I was reading this document :
http://math.kennesaw.edu/~plaval/math4490/rotgen.pdf


Here the author says that from this figure
http://i.stack.imgur.com/KBw9l.png


that we can express $v_{\perp}$ like this :
T (v_{\perp}) = \cos(\theta) v_{\perp} + \sin(\theta) w


I don't understand this part. Can anybody explain how T(v_{\perp}) is \cos(\theta) v_{\perp} + \sin(\theta) w?

The first term: \cos(\theta) v_{\perp} should be evident from the figure.

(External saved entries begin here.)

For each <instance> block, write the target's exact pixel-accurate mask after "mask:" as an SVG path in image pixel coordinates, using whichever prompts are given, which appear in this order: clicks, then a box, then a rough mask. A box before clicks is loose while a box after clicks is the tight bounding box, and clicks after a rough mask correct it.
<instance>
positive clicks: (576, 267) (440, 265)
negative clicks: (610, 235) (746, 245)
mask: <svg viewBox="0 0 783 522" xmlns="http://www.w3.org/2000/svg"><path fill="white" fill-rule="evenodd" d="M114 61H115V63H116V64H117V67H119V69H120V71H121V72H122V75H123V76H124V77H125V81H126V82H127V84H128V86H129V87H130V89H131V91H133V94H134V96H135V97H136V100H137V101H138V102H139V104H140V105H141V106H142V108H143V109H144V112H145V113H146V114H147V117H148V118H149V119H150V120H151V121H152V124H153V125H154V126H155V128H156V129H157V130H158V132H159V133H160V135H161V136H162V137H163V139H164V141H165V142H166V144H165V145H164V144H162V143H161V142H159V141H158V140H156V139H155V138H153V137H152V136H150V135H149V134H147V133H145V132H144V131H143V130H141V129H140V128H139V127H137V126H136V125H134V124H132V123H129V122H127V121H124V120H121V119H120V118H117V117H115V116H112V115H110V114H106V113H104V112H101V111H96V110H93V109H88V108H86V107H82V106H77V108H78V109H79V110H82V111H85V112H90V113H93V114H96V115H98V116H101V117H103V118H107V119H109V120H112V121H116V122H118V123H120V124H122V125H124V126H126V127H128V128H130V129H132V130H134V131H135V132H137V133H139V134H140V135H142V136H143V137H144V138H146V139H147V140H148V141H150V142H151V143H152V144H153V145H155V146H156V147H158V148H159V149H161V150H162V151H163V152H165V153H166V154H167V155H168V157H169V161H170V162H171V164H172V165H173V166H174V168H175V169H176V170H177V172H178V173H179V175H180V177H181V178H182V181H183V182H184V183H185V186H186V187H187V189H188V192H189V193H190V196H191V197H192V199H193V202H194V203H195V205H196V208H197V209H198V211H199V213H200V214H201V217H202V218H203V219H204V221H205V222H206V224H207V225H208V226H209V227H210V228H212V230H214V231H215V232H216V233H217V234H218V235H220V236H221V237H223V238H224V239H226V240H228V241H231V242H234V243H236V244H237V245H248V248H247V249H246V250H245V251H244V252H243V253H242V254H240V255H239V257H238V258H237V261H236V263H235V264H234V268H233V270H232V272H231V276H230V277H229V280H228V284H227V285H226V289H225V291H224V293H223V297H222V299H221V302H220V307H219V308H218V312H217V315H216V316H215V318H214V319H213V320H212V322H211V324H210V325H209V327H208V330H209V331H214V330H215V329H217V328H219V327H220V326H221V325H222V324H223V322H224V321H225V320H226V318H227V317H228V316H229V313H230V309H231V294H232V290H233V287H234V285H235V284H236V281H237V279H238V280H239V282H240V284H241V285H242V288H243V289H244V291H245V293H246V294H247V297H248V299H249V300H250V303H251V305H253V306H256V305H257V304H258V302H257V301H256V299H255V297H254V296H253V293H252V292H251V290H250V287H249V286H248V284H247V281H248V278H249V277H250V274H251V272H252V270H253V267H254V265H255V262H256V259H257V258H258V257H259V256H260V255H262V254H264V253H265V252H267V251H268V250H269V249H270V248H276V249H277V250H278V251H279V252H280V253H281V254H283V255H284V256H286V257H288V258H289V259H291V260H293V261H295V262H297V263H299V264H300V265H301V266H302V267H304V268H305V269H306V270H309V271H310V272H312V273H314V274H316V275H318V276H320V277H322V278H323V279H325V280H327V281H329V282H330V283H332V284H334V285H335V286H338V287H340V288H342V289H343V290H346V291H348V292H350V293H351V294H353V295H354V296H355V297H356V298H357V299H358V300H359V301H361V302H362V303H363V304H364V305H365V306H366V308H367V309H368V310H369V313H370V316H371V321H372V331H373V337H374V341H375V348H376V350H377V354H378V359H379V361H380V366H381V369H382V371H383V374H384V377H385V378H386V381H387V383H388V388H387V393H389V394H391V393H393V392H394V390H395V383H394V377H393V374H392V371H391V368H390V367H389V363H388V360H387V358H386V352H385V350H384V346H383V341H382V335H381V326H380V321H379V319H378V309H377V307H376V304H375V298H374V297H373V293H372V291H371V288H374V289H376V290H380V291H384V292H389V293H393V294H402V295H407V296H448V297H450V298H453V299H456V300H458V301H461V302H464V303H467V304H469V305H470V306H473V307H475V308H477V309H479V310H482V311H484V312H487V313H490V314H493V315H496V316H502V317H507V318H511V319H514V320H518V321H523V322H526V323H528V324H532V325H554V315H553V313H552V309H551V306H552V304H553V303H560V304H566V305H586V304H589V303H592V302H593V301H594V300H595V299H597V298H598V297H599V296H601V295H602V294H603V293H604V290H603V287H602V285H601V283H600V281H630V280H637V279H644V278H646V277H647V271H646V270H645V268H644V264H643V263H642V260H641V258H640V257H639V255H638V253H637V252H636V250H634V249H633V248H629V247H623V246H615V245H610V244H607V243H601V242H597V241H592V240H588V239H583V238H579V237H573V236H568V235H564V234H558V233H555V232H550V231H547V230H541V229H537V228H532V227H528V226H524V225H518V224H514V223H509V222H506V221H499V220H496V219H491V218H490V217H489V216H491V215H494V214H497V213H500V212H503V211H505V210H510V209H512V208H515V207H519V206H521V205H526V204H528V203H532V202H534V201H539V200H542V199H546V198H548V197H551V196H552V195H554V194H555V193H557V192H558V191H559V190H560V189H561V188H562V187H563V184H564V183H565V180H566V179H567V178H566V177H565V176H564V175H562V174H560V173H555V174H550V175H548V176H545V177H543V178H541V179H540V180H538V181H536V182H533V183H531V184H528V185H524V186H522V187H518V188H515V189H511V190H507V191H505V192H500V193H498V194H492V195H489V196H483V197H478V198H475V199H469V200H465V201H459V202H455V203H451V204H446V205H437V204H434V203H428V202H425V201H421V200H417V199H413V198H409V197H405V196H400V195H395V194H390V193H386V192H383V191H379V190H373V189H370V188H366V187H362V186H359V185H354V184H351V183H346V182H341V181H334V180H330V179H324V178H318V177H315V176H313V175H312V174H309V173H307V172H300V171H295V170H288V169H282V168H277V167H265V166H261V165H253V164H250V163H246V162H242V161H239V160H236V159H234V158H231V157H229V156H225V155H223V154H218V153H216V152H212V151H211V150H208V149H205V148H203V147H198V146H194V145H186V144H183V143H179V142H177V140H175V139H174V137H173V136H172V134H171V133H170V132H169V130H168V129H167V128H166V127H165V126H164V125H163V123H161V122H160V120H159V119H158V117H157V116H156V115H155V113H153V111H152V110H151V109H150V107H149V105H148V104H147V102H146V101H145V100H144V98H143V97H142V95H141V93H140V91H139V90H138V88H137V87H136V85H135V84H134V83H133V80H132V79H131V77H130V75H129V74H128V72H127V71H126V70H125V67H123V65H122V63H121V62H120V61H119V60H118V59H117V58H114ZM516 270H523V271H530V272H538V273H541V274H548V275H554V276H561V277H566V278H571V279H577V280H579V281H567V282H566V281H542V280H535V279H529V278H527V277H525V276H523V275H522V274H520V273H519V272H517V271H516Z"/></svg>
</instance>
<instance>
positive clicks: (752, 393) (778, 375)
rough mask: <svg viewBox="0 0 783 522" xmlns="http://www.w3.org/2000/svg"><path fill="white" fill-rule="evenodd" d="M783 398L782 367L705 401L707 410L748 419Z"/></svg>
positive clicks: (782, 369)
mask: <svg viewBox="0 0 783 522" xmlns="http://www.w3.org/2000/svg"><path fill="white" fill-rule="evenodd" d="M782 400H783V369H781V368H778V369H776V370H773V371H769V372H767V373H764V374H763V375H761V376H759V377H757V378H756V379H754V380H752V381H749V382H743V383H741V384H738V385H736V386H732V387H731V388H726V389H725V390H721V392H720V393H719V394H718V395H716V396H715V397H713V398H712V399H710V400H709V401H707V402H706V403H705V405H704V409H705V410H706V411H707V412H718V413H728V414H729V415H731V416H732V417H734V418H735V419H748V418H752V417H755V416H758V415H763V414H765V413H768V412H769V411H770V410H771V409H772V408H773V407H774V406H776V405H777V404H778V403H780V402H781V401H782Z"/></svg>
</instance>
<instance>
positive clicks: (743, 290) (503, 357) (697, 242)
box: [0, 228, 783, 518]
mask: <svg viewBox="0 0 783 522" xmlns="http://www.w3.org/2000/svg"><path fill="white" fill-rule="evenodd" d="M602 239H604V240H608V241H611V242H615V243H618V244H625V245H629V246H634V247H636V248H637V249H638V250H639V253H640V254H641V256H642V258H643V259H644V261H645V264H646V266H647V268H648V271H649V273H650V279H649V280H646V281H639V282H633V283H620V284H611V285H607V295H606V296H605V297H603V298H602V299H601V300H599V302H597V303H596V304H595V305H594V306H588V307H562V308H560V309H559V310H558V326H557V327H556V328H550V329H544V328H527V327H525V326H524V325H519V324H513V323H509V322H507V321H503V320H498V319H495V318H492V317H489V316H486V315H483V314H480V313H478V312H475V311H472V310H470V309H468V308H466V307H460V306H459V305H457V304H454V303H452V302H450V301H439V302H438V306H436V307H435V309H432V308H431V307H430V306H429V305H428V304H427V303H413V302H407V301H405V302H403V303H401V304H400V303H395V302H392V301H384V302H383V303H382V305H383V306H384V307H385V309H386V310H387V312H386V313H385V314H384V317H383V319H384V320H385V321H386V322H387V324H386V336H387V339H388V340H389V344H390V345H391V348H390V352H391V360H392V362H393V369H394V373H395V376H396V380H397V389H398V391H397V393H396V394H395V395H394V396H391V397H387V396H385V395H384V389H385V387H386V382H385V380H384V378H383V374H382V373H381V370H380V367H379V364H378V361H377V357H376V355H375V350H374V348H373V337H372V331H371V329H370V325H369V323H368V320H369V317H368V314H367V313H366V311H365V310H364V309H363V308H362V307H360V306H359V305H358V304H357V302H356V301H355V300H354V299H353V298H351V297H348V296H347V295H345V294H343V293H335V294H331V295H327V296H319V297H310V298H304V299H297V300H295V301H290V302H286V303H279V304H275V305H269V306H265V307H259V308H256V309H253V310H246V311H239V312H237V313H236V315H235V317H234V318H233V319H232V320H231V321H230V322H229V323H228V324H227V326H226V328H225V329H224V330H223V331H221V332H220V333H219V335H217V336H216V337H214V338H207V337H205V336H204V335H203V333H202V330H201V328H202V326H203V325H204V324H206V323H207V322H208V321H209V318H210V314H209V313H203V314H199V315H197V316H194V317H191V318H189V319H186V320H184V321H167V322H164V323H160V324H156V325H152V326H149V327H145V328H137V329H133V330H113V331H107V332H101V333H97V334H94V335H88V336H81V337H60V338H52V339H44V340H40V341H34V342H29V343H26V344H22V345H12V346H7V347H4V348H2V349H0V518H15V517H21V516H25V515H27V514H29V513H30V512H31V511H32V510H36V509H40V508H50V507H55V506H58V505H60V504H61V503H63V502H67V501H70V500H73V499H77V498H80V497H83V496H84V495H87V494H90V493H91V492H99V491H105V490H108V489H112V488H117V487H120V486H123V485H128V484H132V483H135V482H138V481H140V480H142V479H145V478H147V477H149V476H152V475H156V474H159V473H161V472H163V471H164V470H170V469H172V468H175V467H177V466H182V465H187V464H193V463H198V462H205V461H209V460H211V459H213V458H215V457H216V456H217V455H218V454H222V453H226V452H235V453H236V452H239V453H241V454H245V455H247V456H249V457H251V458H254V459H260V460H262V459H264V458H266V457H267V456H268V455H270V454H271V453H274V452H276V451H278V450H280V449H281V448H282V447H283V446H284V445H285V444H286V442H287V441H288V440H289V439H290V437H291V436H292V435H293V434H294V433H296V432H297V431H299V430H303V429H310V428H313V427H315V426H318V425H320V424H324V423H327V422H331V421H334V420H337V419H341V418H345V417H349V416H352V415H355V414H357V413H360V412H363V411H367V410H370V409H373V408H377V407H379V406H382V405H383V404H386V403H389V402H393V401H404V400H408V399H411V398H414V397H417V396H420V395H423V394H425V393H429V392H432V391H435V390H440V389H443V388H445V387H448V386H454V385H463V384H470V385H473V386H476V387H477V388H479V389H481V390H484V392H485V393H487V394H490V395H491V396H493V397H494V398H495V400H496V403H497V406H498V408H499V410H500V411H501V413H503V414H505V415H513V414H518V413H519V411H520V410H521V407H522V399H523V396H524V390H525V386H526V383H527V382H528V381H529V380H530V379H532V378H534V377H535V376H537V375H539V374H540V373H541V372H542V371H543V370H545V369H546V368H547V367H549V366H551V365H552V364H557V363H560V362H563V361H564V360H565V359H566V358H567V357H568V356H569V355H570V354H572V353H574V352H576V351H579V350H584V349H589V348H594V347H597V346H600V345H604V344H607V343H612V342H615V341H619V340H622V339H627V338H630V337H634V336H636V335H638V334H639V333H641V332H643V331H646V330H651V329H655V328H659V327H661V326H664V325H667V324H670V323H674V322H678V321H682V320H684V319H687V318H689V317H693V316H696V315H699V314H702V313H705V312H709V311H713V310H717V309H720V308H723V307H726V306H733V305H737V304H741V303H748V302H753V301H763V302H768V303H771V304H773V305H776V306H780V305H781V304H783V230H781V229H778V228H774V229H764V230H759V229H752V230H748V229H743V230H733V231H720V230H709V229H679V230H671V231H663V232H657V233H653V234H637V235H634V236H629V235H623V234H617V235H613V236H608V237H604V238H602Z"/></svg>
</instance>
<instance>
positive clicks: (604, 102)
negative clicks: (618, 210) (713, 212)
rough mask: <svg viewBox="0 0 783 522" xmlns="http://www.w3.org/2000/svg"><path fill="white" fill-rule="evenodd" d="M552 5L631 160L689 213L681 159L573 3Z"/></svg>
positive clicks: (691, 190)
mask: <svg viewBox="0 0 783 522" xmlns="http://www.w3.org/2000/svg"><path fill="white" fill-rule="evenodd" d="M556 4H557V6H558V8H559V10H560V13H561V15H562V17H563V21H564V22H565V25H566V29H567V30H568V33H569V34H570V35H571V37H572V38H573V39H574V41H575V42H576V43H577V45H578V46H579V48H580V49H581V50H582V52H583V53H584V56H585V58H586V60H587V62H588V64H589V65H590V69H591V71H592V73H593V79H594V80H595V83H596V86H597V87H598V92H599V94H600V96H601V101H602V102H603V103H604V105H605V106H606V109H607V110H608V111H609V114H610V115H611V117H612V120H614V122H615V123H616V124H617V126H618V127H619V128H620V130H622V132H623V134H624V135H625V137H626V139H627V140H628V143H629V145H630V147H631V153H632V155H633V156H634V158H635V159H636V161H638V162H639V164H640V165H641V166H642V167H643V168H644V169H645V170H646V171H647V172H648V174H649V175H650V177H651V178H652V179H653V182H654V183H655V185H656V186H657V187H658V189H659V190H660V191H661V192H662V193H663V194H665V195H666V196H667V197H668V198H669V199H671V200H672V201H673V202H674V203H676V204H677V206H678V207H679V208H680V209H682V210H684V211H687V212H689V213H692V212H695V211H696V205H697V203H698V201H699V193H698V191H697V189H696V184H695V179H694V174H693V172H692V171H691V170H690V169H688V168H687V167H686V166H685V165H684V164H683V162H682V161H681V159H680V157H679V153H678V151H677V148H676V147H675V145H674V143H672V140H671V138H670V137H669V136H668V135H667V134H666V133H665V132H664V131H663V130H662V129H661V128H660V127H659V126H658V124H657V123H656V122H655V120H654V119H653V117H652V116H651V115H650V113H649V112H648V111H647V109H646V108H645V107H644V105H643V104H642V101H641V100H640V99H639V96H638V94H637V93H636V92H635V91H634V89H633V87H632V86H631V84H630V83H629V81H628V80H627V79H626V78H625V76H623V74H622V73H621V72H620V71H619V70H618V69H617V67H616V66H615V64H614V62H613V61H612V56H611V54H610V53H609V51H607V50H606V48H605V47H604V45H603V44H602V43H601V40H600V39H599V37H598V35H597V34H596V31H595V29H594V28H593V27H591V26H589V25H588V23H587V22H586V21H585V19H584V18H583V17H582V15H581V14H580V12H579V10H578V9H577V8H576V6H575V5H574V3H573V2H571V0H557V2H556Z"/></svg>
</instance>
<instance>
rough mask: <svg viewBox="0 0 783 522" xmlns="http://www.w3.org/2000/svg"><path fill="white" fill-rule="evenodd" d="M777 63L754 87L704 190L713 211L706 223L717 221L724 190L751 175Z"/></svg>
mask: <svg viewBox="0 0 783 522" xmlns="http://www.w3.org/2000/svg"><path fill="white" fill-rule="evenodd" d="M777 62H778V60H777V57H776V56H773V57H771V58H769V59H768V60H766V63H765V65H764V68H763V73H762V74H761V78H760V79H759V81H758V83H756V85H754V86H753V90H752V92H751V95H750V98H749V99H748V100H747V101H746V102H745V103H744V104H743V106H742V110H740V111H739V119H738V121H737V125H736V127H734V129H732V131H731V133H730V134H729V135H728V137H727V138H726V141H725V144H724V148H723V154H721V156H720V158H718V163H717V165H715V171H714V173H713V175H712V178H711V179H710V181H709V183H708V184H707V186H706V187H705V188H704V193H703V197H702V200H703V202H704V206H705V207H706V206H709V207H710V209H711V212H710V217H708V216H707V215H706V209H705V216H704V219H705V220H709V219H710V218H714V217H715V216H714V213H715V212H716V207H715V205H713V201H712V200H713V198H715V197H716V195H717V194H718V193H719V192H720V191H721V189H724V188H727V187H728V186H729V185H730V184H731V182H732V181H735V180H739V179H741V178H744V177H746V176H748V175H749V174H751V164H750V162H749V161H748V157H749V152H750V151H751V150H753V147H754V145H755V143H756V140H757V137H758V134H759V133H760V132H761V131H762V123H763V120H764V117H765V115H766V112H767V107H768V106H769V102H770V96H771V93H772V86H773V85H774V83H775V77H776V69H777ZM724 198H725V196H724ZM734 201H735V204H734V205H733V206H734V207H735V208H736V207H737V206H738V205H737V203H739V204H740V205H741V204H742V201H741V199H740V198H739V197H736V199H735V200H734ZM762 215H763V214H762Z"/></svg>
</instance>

The second term is a bit trickier to understand - the w vector has magnitude equal to v_{\perp}, but is at 90 degrees to it. So the magnitude of the ( \sin \theta) w term is equal to the magnitude of ( \sin \theta) v_{\perp}, but points in the w direction. The vector w in turn is defined by \hat r \times \bold v . Hope this helps.

Hello, Thanks for the answer. I understood that part. But thing i did not understood is that how can we express v_{\perp} as addition of \cos(\theta) v_{\perp} + \sin(\theta) w , that is the addition of its 2 component \cos(\theta) v_{\perp} and \sin(\theta) w. Is it same as meaning of 2 vector addition like Vab = Va + Vb?